Did Joe Manchin Just Kill Joe Biden’s Child Tax Credit?
Manchin believes that Congress should have better oversight over where the money goes.
With his controversial decision to oppose President Joe Biden’s $1.75 trillion “Build Back Better” bill, Sen. Joe Manchin (D-W.Va.) has effectively ended hopes that the measure would be passed in its current form. While some critics, particularly on the Democratic Party’s progressive wing, have denounced Manchin for breaking trust with Biden and other Democratic leaders, others, more hopeful, have suggested that the senator could be talked around to a revised version of the bill after Congress’s holiday break.
If another version of the Build Back Better bill is put forward, then it will probably exclude the proposed 2022 extension of the expanded Child Tax Credit, which raised the amount a family received for each child from $2,000 per year to $3,000 or $3,600, depending on the child’s age. Although the bill has been credited with halving childhood poverty, it is also one of the most expensive pieces of the legislation and has been attacked by Republicans as being anti-work.
In a Monday interview with MetroNews, a West Virginia radio station, Manchin outlined his opposition to the measure, claiming that it needed to be changed to make the payments “accountable.” To do this, Manchin proposed that it included a work requirement.
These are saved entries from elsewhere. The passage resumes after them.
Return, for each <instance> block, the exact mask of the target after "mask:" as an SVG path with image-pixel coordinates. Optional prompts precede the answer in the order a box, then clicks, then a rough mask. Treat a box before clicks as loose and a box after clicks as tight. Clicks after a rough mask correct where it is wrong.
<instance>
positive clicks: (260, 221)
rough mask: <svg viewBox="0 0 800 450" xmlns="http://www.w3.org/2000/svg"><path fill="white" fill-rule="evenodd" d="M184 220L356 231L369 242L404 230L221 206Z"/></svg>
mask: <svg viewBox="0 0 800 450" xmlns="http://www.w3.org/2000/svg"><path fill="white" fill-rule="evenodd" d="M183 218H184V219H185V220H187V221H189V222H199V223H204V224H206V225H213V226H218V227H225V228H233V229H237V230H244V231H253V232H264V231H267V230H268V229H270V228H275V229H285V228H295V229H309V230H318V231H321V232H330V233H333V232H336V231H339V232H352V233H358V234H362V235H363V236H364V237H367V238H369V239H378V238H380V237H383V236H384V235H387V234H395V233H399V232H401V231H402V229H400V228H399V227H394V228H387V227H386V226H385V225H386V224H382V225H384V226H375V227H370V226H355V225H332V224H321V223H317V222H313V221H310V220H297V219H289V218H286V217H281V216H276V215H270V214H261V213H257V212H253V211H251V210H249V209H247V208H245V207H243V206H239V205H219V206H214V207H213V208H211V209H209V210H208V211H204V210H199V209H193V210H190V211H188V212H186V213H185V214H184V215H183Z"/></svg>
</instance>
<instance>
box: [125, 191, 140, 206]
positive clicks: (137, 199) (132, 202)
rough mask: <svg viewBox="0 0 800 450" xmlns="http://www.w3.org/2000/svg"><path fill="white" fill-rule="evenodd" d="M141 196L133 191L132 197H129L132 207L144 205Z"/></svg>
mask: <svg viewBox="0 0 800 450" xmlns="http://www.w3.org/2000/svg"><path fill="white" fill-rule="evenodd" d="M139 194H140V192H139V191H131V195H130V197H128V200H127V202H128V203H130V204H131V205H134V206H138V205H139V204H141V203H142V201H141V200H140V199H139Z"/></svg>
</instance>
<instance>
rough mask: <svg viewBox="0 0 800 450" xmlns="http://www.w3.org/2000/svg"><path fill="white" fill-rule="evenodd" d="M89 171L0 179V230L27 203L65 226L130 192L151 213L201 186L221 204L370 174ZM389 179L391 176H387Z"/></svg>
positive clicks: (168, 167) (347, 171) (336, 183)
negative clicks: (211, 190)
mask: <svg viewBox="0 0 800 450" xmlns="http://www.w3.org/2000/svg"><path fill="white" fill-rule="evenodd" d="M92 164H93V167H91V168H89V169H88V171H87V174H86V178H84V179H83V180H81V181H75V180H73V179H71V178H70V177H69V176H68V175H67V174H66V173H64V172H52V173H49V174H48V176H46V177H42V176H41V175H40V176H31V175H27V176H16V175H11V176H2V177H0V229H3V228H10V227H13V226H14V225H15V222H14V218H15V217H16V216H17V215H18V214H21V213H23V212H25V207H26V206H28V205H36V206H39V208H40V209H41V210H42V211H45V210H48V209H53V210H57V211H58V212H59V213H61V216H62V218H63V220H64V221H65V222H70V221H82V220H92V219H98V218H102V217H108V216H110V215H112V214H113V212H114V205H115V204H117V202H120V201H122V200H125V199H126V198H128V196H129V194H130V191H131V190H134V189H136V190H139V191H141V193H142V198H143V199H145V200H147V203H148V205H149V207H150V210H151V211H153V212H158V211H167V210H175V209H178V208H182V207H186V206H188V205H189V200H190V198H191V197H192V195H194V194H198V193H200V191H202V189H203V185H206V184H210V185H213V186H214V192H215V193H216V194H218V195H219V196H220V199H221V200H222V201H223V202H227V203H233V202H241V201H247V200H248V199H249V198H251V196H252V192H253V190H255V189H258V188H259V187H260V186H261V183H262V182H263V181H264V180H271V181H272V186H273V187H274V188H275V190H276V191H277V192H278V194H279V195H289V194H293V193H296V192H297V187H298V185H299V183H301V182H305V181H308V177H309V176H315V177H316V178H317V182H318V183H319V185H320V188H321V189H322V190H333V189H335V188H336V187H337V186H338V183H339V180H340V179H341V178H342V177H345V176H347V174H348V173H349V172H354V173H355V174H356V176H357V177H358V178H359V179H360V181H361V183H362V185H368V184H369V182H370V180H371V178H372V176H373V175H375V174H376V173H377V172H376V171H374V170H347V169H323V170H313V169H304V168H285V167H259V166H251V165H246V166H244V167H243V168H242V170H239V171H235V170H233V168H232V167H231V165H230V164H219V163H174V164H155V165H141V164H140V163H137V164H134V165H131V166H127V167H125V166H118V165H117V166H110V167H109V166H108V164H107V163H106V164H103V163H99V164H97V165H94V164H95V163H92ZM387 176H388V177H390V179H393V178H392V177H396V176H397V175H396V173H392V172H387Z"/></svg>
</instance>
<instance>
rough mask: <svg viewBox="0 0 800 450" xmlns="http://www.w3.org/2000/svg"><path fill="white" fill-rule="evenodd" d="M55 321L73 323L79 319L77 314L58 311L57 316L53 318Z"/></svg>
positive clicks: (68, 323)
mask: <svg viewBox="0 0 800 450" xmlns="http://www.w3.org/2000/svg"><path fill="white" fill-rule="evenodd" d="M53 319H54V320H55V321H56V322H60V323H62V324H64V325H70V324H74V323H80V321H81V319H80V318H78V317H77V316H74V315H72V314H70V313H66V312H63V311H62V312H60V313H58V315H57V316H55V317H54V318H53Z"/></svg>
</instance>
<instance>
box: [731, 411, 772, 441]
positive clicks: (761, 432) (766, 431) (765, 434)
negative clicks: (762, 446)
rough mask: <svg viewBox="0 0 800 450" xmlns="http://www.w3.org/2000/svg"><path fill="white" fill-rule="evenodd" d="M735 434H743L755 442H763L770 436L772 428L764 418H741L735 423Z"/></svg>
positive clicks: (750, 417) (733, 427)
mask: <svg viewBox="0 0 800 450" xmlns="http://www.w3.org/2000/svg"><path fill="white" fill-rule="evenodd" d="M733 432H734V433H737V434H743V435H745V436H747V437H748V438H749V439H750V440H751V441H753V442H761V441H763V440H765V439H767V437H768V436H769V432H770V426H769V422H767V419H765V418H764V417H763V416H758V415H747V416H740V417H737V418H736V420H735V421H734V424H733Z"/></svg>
The senator suggested that an income cap for the credit, above which it would not be applied, should be lowered. Such a cap has been set very high in the past, allowing, among others, billionaire Amazon CEO Jeff Bezos to claim it for his four children in 2011, on the basis that his six-figure nominal income fell below the cap.
“Do you believe people making $200,000 and $400,000 should still get the child tax credit the same as someone making $50,000, $60,000, or $70,000 that really needs it?” Manchin asked MetroNews host Hoppy Kercheval, citing the credit’s proposed upper-income caps ($200,000 for parents filing individually, $400,000 for filing jointly). At these levels, a family’s credit would gradually decrease, but would not go away altogether until a higher level still.
To resolve these issues, the program should be more highly targeted, and Congress should be obligated to “make sure the money follows a child,” Manchin said during the interview. For instance, there should be a way to ensure that the money is paid to whoever was raising the child, rather than their biological parents if custody shifted.
The Huffington Post also reported that Manchin also suggested that Manchin had argued to his Senate colleagues that poorer families would spend the payments on drugs, citing anonymous sources.
Trevor Filseth is a current and foreign affairs writer for the National Interest.